Since our assets are easily observed and already ranked and prioritized by “value”, our survival preparation may more effectively depend on revealing and then linking these resources among ourselves, and by establishing new networks and creating closer relationships with others in our geographies with whom we can communicate, get to quickly, and achieve the advantage of mass in either defensive or offensive actions. An understanding (maybe acquisition and use?) of GIS technologies and mapping can enable preppers to make more flexible plans and be much more “mobile” and responsive to threats. With LIP as a controlling factor, using the information and technology may be more valuable than barbed wire and bullets to stem the tide. More like-minded people must easily be gathered when authorities may be overwhelmed or when those authorities bring their own action against us as we are flagged as perceived or real threats.
Summary and Conclusions: We may reluctantly concede that as individuals we may already be digitally classified as threats and therefore potential insurgents. The bigger issue is that we may also have to agree that our hide-out survival vision may be incorrect and need substantial modification. It is a fundamental mistake to think we are not “visible” in our retreats in the mountains or the woods. Knowing that even small local governments have generally completed LIP initiatives, that the data is transferable and shared with other databases, that authorities have assumed or have been legally granted “custodial responsibilities” for our property and our resources, we must contemplate modifying our vision from one where success is no longer entirely based on distance, infrequent communications, and on trying to create and carry out “invisible” private activities to one where closer proximity, more frequent communications, common use of data tools and technology, and more open and direct action can hold back the tide when TSHTF.
A personal note and an excellent example: Throughout history there are countless examples of successful survival strategies and tactics, but one family story comes to mind that is worth telling as it relates to the use of geography and local resources, and to the development of a perception and a reality for an enemy that a fight they wanted was not worth making – where the battlefield was well understood by the defenders, where communications and mobility were key factors, and where the outcome was a great conflict successfully avoided and everyone survived.

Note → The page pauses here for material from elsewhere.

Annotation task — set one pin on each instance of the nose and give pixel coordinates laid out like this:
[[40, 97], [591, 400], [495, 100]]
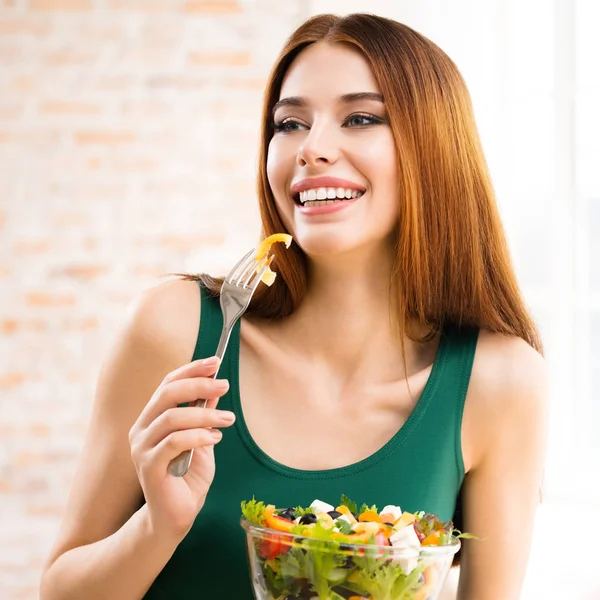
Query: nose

The setting was Cincinnati in 1862. Confederate General Kirby Smith had arrived on the scene with a formidable, well trained and well equipped army, capturing Lexington Kentucky. Smith ordered his junior officer, General Henry Heth to cross the Ohio River and capture Cincinnati. With a real battle looming, Ohio was in an uproar. Defensive resources were slim. The Governor and Union Officers called for volunteers. Riders went out to the surrounding counties and armed men responded to their call. Nearly 16,000 civilians would come into town carrying “antiquated” weapons, and this body was properly and proudly referred to as the Squirrel Hunters. These men had no military training, but “they could shoot the eye out of a squirrel at 100 yards”. My own great-grandfather was among them. The name and size of the group said it all, and within a few days, the Confederate forces withdrew and left the area. Crossing the river under the fire of back country sharpshooters was not an option. Well-understood geography, quick communications, and responsive people saved the day.
Citations, Locales, and Sourcing: [Deleted by the Editor, for OPSEC.]